We would love to highlight every detail of the refactoring we did. Let’s just say it was quite the rabbit hole!

Unfortunately, we couldn’t make a big release at the end of October, shipping some UI improvements and a (much asked-for) update to our whitelisting feature. We had a lot to untangle still.

☕️

There’s one quality I find fascinating in developers. We have this borderline masochistic desire to write things the right (read: our) way, whatever that may be. This mood can be triggered by the tiniest of things: a linter preference, an improperly modeled property, or a function having one argument too many. What follows is a multi-day, obsessive grind.
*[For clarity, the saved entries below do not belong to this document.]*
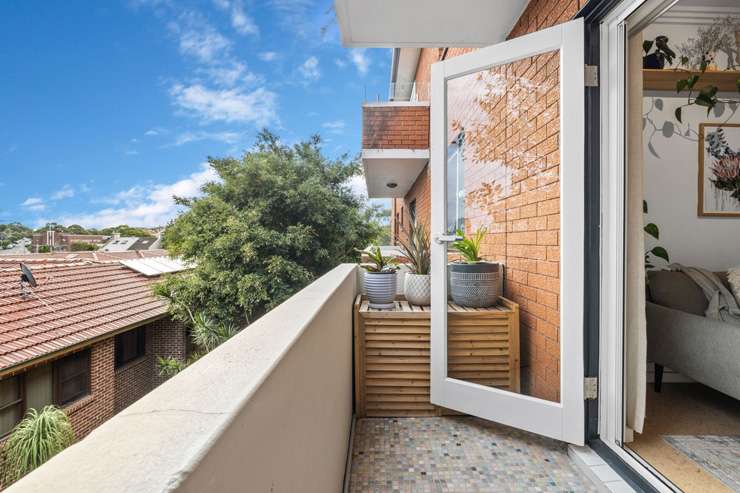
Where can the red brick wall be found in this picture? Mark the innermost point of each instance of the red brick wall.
(91, 411)
(513, 188)
(395, 126)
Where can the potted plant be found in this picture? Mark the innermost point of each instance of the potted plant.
(380, 278)
(415, 247)
(662, 53)
(473, 281)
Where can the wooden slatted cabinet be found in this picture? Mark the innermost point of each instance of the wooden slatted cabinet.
(392, 354)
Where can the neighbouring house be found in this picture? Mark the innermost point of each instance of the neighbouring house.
(85, 338)
(118, 243)
(58, 241)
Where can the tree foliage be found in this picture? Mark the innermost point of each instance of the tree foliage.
(277, 218)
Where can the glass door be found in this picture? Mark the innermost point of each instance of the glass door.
(507, 127)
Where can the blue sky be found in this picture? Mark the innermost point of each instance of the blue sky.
(109, 108)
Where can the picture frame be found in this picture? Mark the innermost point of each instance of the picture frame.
(717, 197)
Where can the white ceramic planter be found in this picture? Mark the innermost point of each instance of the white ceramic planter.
(417, 289)
(380, 289)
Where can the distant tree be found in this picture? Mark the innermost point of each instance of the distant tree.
(82, 246)
(278, 217)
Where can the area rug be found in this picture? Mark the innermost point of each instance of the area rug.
(718, 455)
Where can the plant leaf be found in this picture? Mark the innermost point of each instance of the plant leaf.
(652, 230)
(661, 253)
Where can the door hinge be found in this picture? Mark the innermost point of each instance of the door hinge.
(591, 75)
(590, 388)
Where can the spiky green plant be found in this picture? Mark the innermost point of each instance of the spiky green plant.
(415, 247)
(209, 334)
(378, 263)
(37, 438)
(469, 246)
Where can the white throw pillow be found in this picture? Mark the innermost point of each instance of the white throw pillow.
(733, 275)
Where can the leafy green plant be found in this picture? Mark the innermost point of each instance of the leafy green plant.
(416, 248)
(657, 251)
(378, 262)
(469, 246)
(37, 438)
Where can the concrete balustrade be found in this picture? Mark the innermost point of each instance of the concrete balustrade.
(268, 411)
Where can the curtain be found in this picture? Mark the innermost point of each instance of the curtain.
(635, 333)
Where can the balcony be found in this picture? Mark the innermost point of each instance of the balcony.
(272, 410)
(395, 146)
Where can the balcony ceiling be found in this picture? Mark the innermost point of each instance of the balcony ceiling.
(394, 166)
(426, 23)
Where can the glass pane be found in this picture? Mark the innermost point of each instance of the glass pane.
(503, 182)
(38, 387)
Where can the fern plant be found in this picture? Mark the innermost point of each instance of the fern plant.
(37, 438)
(415, 248)
(378, 263)
(469, 246)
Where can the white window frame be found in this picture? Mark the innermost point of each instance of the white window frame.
(613, 90)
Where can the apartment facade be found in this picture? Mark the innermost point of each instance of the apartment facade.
(96, 356)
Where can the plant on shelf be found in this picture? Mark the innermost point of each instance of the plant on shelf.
(473, 281)
(416, 248)
(37, 438)
(657, 251)
(380, 278)
(662, 53)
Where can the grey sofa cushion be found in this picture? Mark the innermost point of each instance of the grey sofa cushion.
(676, 290)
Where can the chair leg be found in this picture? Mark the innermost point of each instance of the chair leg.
(658, 377)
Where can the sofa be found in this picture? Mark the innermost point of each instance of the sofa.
(680, 337)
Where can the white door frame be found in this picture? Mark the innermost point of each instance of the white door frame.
(563, 420)
(613, 58)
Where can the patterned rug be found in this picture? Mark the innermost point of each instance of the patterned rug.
(719, 455)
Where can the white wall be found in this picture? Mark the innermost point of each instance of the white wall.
(671, 188)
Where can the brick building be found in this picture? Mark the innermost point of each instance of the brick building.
(502, 170)
(86, 339)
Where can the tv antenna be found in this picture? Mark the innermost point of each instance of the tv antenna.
(28, 281)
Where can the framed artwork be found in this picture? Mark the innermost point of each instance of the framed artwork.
(719, 170)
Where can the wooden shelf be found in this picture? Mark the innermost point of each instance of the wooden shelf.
(665, 80)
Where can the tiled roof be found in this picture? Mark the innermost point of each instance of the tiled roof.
(93, 256)
(75, 300)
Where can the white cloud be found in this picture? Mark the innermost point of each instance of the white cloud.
(310, 69)
(360, 60)
(335, 127)
(65, 192)
(35, 204)
(226, 137)
(145, 205)
(268, 56)
(199, 39)
(226, 105)
(241, 21)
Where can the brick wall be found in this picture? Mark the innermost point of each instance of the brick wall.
(169, 340)
(91, 411)
(395, 126)
(512, 183)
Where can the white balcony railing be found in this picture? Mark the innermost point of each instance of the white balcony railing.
(269, 410)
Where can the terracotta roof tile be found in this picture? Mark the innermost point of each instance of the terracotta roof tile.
(75, 300)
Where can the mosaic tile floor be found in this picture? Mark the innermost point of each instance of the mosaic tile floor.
(457, 455)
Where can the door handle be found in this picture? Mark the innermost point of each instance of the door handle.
(447, 238)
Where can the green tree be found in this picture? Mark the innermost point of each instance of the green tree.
(37, 438)
(277, 218)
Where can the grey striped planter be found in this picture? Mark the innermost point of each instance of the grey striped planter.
(475, 285)
(380, 289)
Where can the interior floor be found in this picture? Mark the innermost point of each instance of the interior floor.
(685, 409)
(457, 454)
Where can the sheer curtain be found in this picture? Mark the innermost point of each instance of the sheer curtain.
(635, 333)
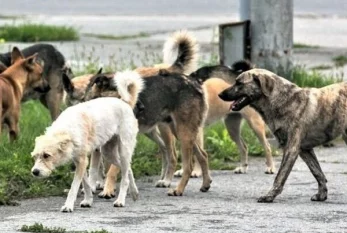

Yaks shaved and magnum opi written. The mood is only expelled when the mind feels a calm warmth radiating from the pull-request.

The main goal for our core platform was preparing for the deployment of our marketplaces on Polygon. For Polygon, we needed to deploy our contracts, update our indexers and block explorers in the API and tie these together logically on our frontend. We were happy to have this on the list alongside features because we had code-path overlap, as it allowed us to do some thorough work on the reNFT engine. This is also where the ☕️ came in handy.

Aside from this, we also needed to work on the much-requested wallet URLs and Castle Crush filters. It all involved a lot of moving parts.

For the frontend, the bulk of the work required refactoring how we dealt with page layouts in our application. In an application like NextJS pages are made up of a layout “frame” and a content “slot”. Having the correct data dependencies set up for both types of components is critical for application performance. On the backend, the Polygon support was ready, but serving payloads were still bottlenecked by a lack of pagination and lack of a NFT metadata cache.

These were the most stressful weeks. From the outside, it looked like things were stagnant. The team, however, was hard-pressed to wire up the changes in the stack. The new wallet integrations were deployed and tested on our staging environment, as well as the feature work on the frontend. We really started to feel the gnaw of not delivering to our users.

Things worked. Things actually worked… Of course, things worked!

At the end of November, we had a huge release. From the outside, our application now had shareable wallet URLs, filter options for Castle Crush wallets, and a lot of performance optimizations, bug fixes, and UI tweaks. Under the hood, however, we managed to make changes so the team could ship much faster. This felt like a great moment; it really felt like we reached a summit, and the exciting things we plan to do in the future felt within our reach.

Also, testing in production gets everyone going.

The next summit

Things move fast in space and so do we.

Polygon is coming. The earlier mentioned engine work will allow us to more easily integrate arbitrary EVM chains and improved contract versions, our Polygon marketplace being first. Once our thorough internal testing is complete, these improvements will be made available to everyone in the next major release of our SDK.

We’ve been working incredibly hard to better support large collections and “phat” wallets. Implementing image caching and edge availability is going to make sure that we’re serving NFT previews to everyone, everywhere fast. We’re also excited about our virtualized collection views, meaning only assets in view will be rendered. Your batteries will thank us.

Looking into next year, our team will begin streamlining third-party integrations by implementing an exhaustive and extensible GraphQL gateway for our subgraphs, custom integrations, and NFT metadata. We want to lower the barrier significantly for anyone who wishes to create their own decentralized rental marketplace. At the same time, we are going to further increase our release confidence and frequency thanks to an overhauled CI/CD pipeline.